Re: 2 simple SQL questions: optimizing aggegate query - Mailing list pgsql-sql

From Alex Rice
Subject Re: 2 simple SQL questions: optimizing aggegate query
Date
Msg-id DC3C990C-7FF8-11D7-96E3-000393529642@ARCplanning.com
Whole thread Raw
In response to Re: 2 simple SQL questions: optimizing aggegate query  (Bruno Wolff III <bruno@wolff.to>)
List pgsql-sql
On Monday, May 5, 2003, at 07:28  PM, Bruno Wolff III wrote:

>> I am converting some existing query examples that use the form
>> SUM( dict.word IN ( word list...))
>> which doesn't work with pgsql.
>
> You want to do this outside the sum, not inside (and change sum to
> count). For example:
> select count(dict.word) from dict where word in (word list ...);
> (If word list is a select rather than a list of constants, you 
> currently
> want to use exists instead for performance reasons.
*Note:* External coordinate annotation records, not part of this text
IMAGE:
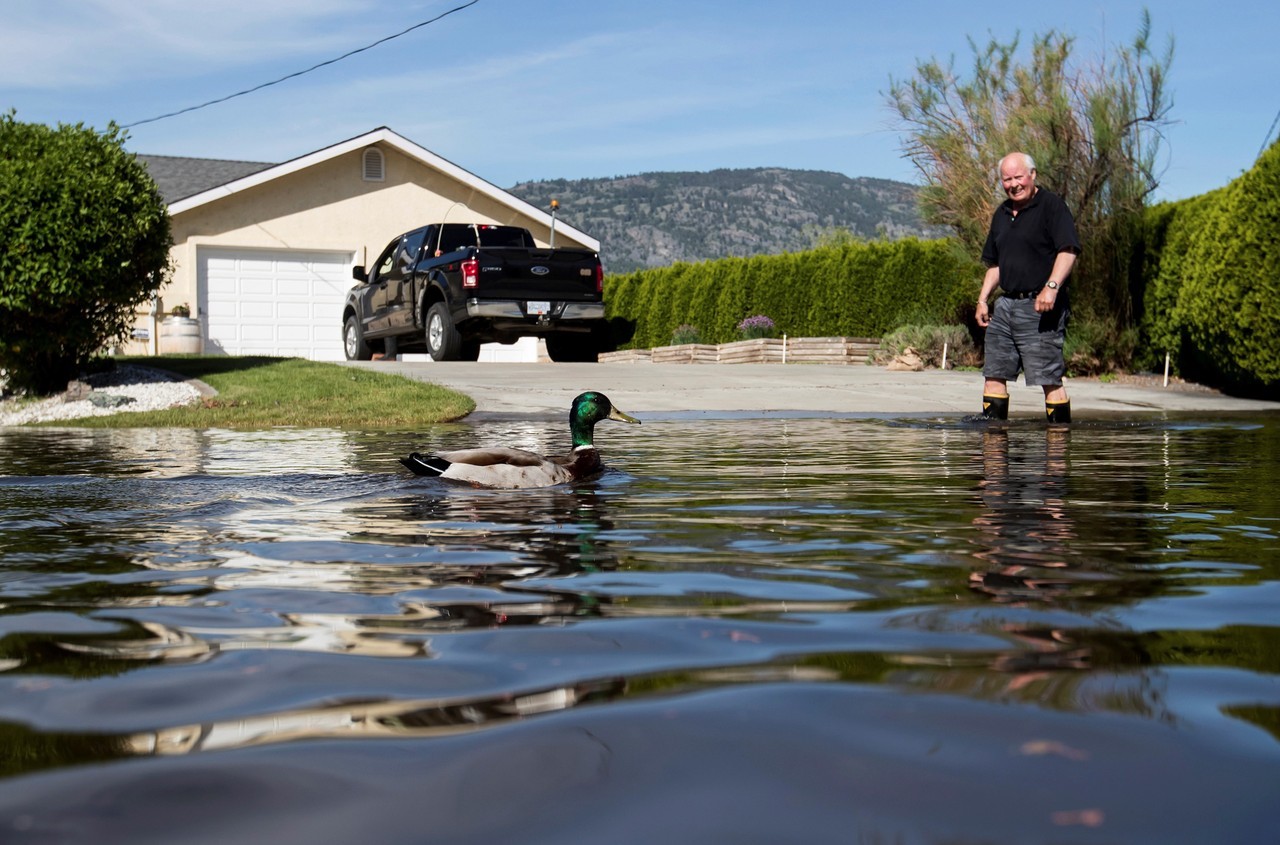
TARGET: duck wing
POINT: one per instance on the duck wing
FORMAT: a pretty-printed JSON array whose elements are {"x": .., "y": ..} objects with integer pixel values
[{"x": 494, "y": 467}]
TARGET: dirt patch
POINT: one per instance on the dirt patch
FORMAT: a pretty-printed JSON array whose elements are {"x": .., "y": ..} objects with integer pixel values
[{"x": 1151, "y": 380}]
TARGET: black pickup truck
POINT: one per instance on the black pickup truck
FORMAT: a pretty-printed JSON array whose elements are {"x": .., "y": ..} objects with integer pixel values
[{"x": 451, "y": 287}]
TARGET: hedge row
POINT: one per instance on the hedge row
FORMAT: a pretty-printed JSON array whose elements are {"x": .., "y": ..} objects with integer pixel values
[
  {"x": 849, "y": 289},
  {"x": 1212, "y": 282}
]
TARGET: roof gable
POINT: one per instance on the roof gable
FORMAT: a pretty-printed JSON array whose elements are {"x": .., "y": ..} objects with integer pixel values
[
  {"x": 214, "y": 181},
  {"x": 179, "y": 178}
]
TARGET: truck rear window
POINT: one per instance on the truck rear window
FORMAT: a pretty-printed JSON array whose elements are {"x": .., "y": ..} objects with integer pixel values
[
  {"x": 504, "y": 236},
  {"x": 457, "y": 236}
]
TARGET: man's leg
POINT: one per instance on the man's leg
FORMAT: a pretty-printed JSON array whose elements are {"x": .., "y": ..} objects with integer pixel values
[
  {"x": 995, "y": 400},
  {"x": 1057, "y": 406},
  {"x": 1002, "y": 361}
]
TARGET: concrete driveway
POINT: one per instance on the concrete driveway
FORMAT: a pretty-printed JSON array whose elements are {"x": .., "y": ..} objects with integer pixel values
[{"x": 676, "y": 389}]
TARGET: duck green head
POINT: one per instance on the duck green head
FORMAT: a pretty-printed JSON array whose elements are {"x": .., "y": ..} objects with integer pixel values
[{"x": 588, "y": 410}]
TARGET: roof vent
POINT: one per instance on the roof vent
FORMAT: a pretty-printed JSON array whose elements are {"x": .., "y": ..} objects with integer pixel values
[{"x": 371, "y": 165}]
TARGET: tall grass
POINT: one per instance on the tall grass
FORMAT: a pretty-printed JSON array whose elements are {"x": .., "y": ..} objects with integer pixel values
[{"x": 261, "y": 392}]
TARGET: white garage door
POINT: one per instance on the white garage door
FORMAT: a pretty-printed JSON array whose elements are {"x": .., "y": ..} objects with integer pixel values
[{"x": 273, "y": 301}]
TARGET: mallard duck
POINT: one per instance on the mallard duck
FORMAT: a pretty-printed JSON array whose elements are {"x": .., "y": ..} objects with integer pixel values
[{"x": 513, "y": 469}]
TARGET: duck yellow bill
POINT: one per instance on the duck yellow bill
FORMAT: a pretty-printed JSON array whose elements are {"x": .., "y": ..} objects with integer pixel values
[{"x": 624, "y": 418}]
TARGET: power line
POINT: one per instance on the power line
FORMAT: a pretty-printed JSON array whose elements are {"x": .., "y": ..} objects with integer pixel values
[
  {"x": 293, "y": 76},
  {"x": 1266, "y": 140}
]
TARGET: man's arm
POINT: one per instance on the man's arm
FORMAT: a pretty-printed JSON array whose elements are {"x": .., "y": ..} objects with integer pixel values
[
  {"x": 988, "y": 286},
  {"x": 1063, "y": 264}
]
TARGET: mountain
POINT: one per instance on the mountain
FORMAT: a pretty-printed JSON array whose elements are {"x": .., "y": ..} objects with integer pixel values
[{"x": 656, "y": 219}]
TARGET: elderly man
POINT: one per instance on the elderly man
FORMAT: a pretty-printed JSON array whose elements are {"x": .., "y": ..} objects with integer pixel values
[{"x": 1029, "y": 252}]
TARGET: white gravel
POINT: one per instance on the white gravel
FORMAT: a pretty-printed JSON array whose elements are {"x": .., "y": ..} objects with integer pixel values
[{"x": 150, "y": 391}]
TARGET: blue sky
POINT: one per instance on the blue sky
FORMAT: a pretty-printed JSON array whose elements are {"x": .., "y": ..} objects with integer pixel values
[{"x": 516, "y": 90}]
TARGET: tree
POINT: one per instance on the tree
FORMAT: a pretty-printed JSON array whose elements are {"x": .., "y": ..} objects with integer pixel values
[
  {"x": 86, "y": 242},
  {"x": 1093, "y": 131}
]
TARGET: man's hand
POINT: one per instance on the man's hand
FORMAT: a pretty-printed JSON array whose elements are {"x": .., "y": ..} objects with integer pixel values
[{"x": 1045, "y": 300}]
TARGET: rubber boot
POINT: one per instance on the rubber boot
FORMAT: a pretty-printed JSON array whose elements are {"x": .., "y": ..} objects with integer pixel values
[{"x": 995, "y": 407}]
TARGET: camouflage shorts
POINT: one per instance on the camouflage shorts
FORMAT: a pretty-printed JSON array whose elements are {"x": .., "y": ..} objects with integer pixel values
[{"x": 1020, "y": 339}]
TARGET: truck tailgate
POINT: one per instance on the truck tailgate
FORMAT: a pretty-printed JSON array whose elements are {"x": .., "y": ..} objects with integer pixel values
[{"x": 566, "y": 274}]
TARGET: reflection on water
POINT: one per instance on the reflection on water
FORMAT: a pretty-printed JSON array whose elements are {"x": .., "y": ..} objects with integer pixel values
[{"x": 773, "y": 629}]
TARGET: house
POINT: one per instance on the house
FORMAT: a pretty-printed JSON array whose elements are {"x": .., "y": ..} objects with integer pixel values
[{"x": 263, "y": 252}]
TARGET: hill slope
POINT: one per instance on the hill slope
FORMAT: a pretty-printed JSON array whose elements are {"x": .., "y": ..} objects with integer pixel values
[{"x": 656, "y": 219}]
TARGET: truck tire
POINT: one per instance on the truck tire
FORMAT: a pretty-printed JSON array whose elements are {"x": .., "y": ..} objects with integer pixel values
[
  {"x": 353, "y": 341},
  {"x": 443, "y": 341},
  {"x": 567, "y": 348}
]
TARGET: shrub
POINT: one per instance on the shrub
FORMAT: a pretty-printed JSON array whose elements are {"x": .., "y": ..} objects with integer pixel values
[
  {"x": 1228, "y": 306},
  {"x": 684, "y": 334},
  {"x": 757, "y": 327},
  {"x": 86, "y": 241},
  {"x": 929, "y": 342}
]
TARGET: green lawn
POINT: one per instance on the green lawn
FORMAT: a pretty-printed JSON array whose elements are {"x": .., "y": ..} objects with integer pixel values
[{"x": 261, "y": 392}]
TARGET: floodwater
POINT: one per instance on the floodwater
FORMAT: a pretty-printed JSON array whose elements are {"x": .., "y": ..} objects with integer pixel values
[{"x": 748, "y": 630}]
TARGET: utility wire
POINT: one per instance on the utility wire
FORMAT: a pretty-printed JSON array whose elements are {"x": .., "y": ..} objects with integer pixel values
[
  {"x": 1266, "y": 140},
  {"x": 293, "y": 76}
]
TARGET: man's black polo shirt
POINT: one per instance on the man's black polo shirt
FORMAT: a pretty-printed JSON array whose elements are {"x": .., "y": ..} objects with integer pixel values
[{"x": 1024, "y": 247}]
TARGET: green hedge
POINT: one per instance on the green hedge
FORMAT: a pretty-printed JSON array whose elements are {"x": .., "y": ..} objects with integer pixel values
[
  {"x": 1212, "y": 282},
  {"x": 849, "y": 289}
]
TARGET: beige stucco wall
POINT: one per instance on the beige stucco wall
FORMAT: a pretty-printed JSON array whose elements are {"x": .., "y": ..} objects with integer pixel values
[{"x": 327, "y": 208}]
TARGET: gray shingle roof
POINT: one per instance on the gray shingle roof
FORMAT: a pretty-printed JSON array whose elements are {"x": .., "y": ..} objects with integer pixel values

In 7.4 that won't
> be a problem.)
>
> By putting things in the where close you don't have to examine all of
> the rows for each word - url pair. This may cut out a lot of rows that
> need to be examined if there is an index on dict.word and the number of
> words in a url is large relative to the number being searched on.
>

Bruno: Thanks! Using your advice, my queries are now < 1 sec! Using 
this form

SELECT url_id, url.url, url.txt, url.content_type,url.docsize, count(dict.word) AS rank
FROM url,dict WHERE word IN ('word1', 'word2', ...)
AND url.rec_id = dict.url_id
GROUP BY url_id, url, txt, content_type, docsize
ORDER BY rank DESC;

I have also upgraded to pgsql 7.3.2, and the query I posted yesterday 
"sum( case ... ) " is a lot faster as well (about 2 seconds now). So I 
think maybe there was also something wrong with my indices yesterday- 
in addition to there being something wrong with my SQL. :-)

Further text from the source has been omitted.